I recently played my first competitive round of golf in over 13 years as I competed for a spot in the 104th Oregon Amateur. It was a beautiful day with great weather and a course in nearly perfect condition. The two guys in my group were friendly and very accomplished players, and we enjoyed chatting as we walked down the fairways on each hole.
However, competitive golf is anything but a casual stroll around 18 holes. It is nerve-racking.
I entered the tournament to get back into the game and see how my nerves would hold up, to see if I was ready to hit tough shots under pressure, and to see if my game had any glaring weaknesses I needed to improve.
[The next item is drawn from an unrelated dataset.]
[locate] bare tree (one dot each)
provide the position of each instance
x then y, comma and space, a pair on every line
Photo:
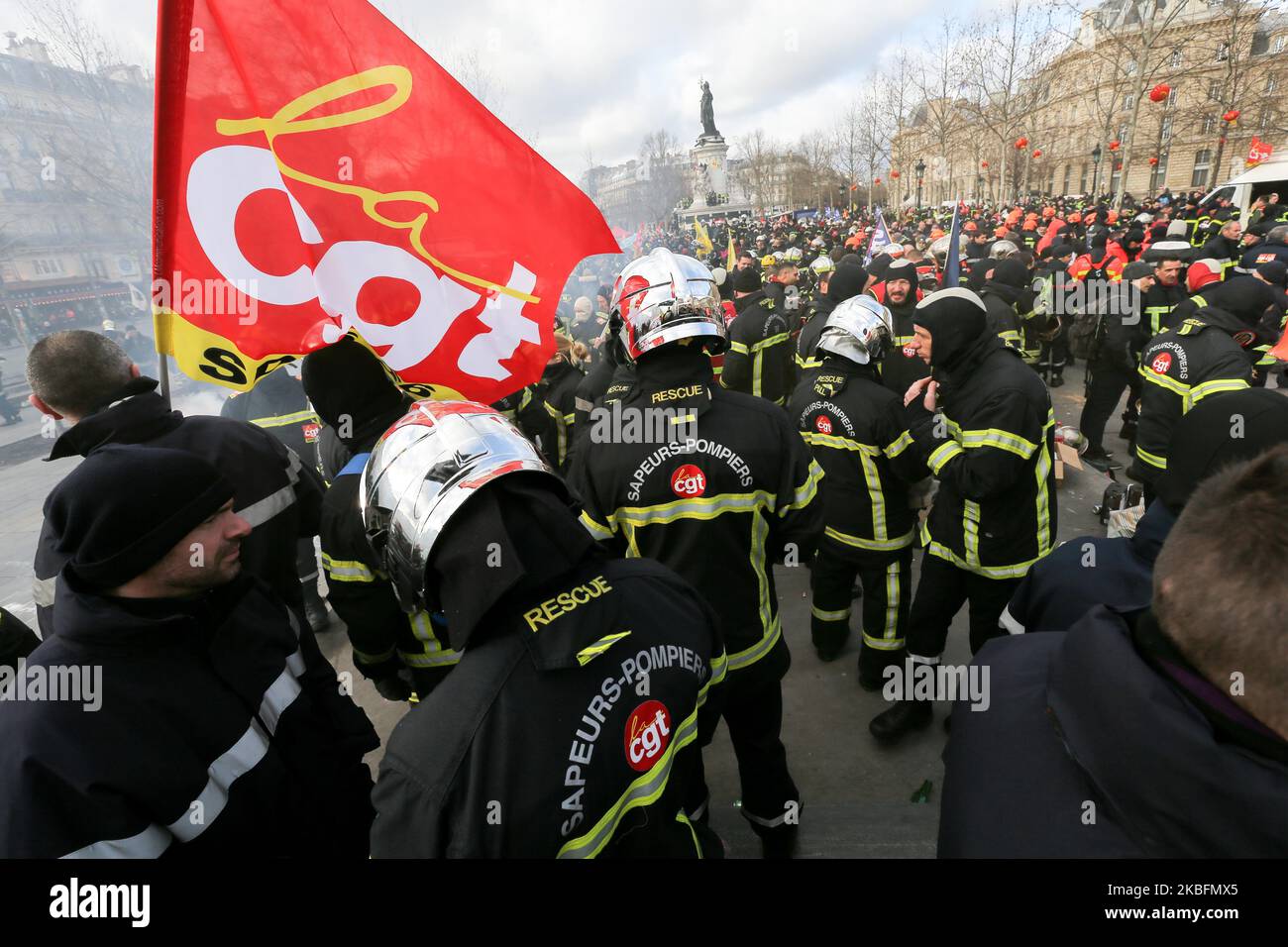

Unfortunately, I did not play well enough to earn a spot into the field for the tournament, missing the cut by 2 shots, but I did learn a lot about myself and my game. Golf has a funny way of sticking a mirror in your face and showing you who you really are, despite what you think about yourself.
I learned that I’m a little uncomfortable under pressure. Golf is all about comfort, and the more times you put yourself in pressure situations, the more you get used to the pressure and eventually begin to enjoy it. In order for me to reach my goals, I’m going to need to put myself in that situation more often.
I learned that I have grown up a little bit. Throughout the day, whether I hit a good shot or a bad one, I was able to maintain the same even-keel attitude and not let the results affect me emotionally, which is something I struggled with in college. Being able to do this is a huge victory in the game of golf, and in life. Sometimes the bounces don’t go your way, and sometimes they do. But no bounce should ever determine your attitude, and I did not allow any bad breaks to negatively affect my attitude.
I learned that teamwork, even in an individual game like golf, is important and effective. My caddy, Reid, was a great help, not only in carrying my bag and cleaning my clubs, but also by encouraging me and helping me figure out yardages, pick clubs and read putts. He made the day a lot of fun, and I was really glad to have him on the bag.
I learned that I am good enough to compete with the best players in Oregon. For most of the day, I was inside the cut line. I putted beautifully all day and played some great shots. And I realized that unless I believe in myself and my abilities, I will never play to my fullest potential. It doesn’t matter what anyone else thinks about my abilities. They don’t have to hit the shots. I do.
Most importantly, I learned that life goes on, and the outcomes we experience don’t define who we are. Rather, they tell a story of where we’ve been and where we’re going, and I can’t wait to play in another tournament.